In der Art einer schrecklich-schauerlichen Moritat, wie damals die neuesten Ereignisse auf den Straßen, auch denen, die nicht lesen konnten, zum Vortrag gebracht wurden, werden die “grässlichen Ereignisse” aus bekannten Verfolgungsorten in den katholischen Bistümern Würzburg, Bamberg, Freudenberg und anderswo vorgetragen. Dabei wurden oftmals Bilder gezeigt und dann für ein paar Kreuzer der Einblattdruck verkauft.

 

Dieser Druck war Kosten günstiger und hielt länger, als der neue Druck mit beweglichen Lettern aus Blei. Er eignete sich für Heiligen - Bildchen, Flugblätter und „Zeitungen“ fürs Volk oder für den „Pöpel“, wie damals wohlhabendere Bürger verächtlich Ungelernte, Gesellen, Dienstpersonen, Tagelöhner, Arme und Bauersleute bezeichneten.
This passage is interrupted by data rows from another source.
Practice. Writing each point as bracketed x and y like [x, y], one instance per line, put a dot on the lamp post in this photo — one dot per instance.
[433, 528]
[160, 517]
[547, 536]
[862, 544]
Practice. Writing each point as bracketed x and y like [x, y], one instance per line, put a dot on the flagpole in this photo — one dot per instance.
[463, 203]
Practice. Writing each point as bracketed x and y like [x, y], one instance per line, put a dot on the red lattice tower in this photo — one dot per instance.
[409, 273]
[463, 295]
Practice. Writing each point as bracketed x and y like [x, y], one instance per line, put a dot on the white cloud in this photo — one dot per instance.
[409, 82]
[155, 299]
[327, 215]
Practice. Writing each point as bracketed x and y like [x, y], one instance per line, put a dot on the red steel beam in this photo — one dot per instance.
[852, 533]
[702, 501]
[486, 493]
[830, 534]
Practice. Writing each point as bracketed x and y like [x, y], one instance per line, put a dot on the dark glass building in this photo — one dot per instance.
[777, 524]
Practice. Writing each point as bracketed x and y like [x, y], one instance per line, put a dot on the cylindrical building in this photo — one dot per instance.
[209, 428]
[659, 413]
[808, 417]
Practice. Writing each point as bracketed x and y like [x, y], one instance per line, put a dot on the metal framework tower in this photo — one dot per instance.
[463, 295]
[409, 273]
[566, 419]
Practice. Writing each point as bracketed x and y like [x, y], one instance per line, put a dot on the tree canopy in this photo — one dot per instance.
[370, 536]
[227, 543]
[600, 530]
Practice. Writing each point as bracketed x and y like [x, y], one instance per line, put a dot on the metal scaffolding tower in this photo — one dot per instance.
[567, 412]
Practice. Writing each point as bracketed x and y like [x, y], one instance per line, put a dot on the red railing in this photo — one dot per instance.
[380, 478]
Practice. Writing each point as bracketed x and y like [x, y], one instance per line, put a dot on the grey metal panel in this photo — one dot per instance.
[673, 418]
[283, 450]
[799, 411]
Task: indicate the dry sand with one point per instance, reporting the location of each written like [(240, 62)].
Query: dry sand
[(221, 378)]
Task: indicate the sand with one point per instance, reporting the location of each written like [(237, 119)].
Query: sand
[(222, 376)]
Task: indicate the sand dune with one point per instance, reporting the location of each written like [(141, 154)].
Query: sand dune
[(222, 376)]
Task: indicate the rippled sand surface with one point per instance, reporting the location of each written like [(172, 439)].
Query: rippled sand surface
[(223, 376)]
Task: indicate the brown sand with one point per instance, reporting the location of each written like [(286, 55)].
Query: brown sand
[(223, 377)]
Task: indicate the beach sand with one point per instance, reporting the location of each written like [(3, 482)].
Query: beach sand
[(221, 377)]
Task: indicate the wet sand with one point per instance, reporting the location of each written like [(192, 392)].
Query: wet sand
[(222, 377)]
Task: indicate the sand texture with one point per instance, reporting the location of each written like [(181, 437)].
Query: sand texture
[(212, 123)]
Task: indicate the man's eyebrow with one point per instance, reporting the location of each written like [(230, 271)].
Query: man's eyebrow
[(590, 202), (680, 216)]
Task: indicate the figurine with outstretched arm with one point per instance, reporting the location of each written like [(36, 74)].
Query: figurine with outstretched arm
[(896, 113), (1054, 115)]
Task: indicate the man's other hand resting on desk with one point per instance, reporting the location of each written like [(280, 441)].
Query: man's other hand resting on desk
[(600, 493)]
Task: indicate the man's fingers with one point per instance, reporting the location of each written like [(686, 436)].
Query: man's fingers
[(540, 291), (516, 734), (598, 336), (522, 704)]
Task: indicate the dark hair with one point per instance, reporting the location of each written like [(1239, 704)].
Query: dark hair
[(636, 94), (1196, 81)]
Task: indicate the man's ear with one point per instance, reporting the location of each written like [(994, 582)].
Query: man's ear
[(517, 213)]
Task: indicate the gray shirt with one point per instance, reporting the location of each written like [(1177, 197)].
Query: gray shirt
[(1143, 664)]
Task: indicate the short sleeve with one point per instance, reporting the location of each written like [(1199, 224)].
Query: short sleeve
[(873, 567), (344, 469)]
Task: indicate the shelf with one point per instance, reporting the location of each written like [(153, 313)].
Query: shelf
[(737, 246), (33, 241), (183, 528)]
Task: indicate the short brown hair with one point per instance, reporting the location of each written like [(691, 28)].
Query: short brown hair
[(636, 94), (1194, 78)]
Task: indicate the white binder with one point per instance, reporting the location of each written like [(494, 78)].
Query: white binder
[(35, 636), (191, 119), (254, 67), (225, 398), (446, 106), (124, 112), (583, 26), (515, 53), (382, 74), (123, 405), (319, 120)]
Flugblätter unterschiedlichster Art mit Text und Bild, manchmal koloriert, waren seit Beginn der Reformation weit verbreitet. Im Germanischen Nationalmuseum Nürnberg wird im Kupferstichkabinett eine große Anzahl aufbewahrt.

 

Sie zeigen Bilder von schrecklichen Missgeburten mit zwei Köpfen, sie zeigen bedrohliche Himmelserscheinungen, besondere Verbrechen und Verbrecher und deren Hinrichtung, wenn diese für alle braven Bürger beruhigend wirkte. Selbstverständlich waren alle Texte so abgefasst, dass die Obrigkeit nichts daran auszusetzen hatte, sonst wurden die Papiere beschlagnahmt. Es waren also alle Texte zensiert.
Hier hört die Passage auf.